Yargıtay İçtihadı Birleştirme Hukuk Genel Kurulu'nun 28.11.1997 tarih, 1996/5 Esas,1997/3 sayılı Kararında ".. . kural olarak, mülkiyet hukuku yönünden kıyı kenar çizgisinin belirlenmesi görevi Adli Yargıya aittir. Ancak 3621 sayılı Kıyı Kanunu'nun 9.maddesi uyarınca idare tarafından kıyı kenar çizgisi belirlenmiş ve yazılı bildirime rağmen yasal süresinde İdari Yargıya başvurulmaması nedeniyle yargı yolunun kapanmış olması veya İdari Yargı tarafından verilip kesinleşmiş karar bulunması durumlarında, bunlara uygun şekilde kıyı kenar çizgisinin Adli Yargı tarafından saptanması gerektiğine..." karar verilmiştir.
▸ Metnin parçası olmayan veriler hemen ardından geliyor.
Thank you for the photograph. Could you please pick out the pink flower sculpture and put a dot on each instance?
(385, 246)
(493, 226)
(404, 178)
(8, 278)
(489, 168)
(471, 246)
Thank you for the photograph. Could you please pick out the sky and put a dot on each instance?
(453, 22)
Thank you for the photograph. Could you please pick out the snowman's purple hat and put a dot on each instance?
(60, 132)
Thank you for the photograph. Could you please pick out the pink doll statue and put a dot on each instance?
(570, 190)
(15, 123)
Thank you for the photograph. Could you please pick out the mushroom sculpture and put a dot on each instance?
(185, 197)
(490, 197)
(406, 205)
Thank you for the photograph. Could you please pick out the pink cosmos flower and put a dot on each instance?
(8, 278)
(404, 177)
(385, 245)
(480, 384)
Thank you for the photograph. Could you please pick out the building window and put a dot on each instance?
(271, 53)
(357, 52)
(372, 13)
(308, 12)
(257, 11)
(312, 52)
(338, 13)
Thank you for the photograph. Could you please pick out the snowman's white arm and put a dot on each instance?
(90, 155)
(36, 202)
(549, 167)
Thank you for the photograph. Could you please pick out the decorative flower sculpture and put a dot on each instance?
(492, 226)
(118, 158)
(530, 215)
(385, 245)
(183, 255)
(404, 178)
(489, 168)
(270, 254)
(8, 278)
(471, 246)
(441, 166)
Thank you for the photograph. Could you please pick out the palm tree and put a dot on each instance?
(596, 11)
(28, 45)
İçtihadı Birleştirme Kararına göre İdarenin çizdiği kıyı kenar çizgisi mahkemeye bağlayıcı nitelikte değildir. Mahkemeler teknik bilirkişilere kıyı kenar çizgisi çizdirerek bilirkişilerce belirlenen bu kıyı kenar çizgisine esas alarak hüküm kurabilirler. Yukarıda tarih ve numarası açıklanan Bodrum 2. Asliye Hukuk Mahkemesi'ne ait dava dosyasının keşfi sırasında, kıyı kenar çizgisi 3621 sayılı Kanunu'nun 5 ve 9. maddeleri uyarınca mahkemece uzman bilirkişiler aracılığı ile tespit edilmiş, 45 parselin 872,21 m2'lik bölümünün kıyı kenar çizgisi kapsamında kaldığı anlaşıldığından, bu bölümün tapu kaydının iptali ile kıyı olarak terkinine karar verilmiştir. Başka bir anlatımla; yargılamanın yenilenmesine konu dava dosyasında, kıyı kenar çizgisinin belirlenmesinde 1987 yılında onaylanarak kesinleşen ve idarece belirlenen kıyı kenar çizgisi esas alınmamış, Yargıtay İçtihadı Birleştirme Kararı uyarınca Mahkemecezemin üzerinde uzman bilirkişiler aracılığı ile bizzat belirlenmiştir. Muğla 1. İdare Mahkemesi'nin 2008/1240 Esas ve 2010/2933 Karar sayılı iptal kararı 1987 yılında idarece belirlenen kıyı kenar çizgisine ilişkin işlemin iptaline yöneliktir. Yargılamanın yenilenmesine konu dava dosyasında, kıyı kenar çizgisi Mahkemece uzman bilirkişiler aracılığı ile belirlendiğine, 1987 yılında idarece yapılan kıyı kenar çizgisi esas alınmadığına ve Muğla İdare Mahkemesi'nin iptal hükmü idarece belirlenen işlemin iptaline ilişkin bulunduğuna göre, aşamalardan geçerek kesinleşen Bodrum 2. Asliye Hukuk Mahkemesi'nin 13.09.2000 tarih 1999/63 Esas, 2000/274 Karar sayılı ilamı halen ayakta olup, Mahkemece belirlenen kıyı kenar çizgisini değiştiren ya da ortadan kaldıran bir hüküm bulunmamaktadır. Başka bir anlatımla, Muğla İdare Mahkemesi'nin iptal kararı Bodrum Asliye Hukuk Mahkemesi'ninvermiş olduğu kararı etkileyecek mahiyette olmadığı gibi, kesinleşmiş önceki ilamda idarece belirlenen kıyı kenar çizgisine itibar edilmediğinden yargılamanın yenilenmesi koşulları da oluşmamıştır.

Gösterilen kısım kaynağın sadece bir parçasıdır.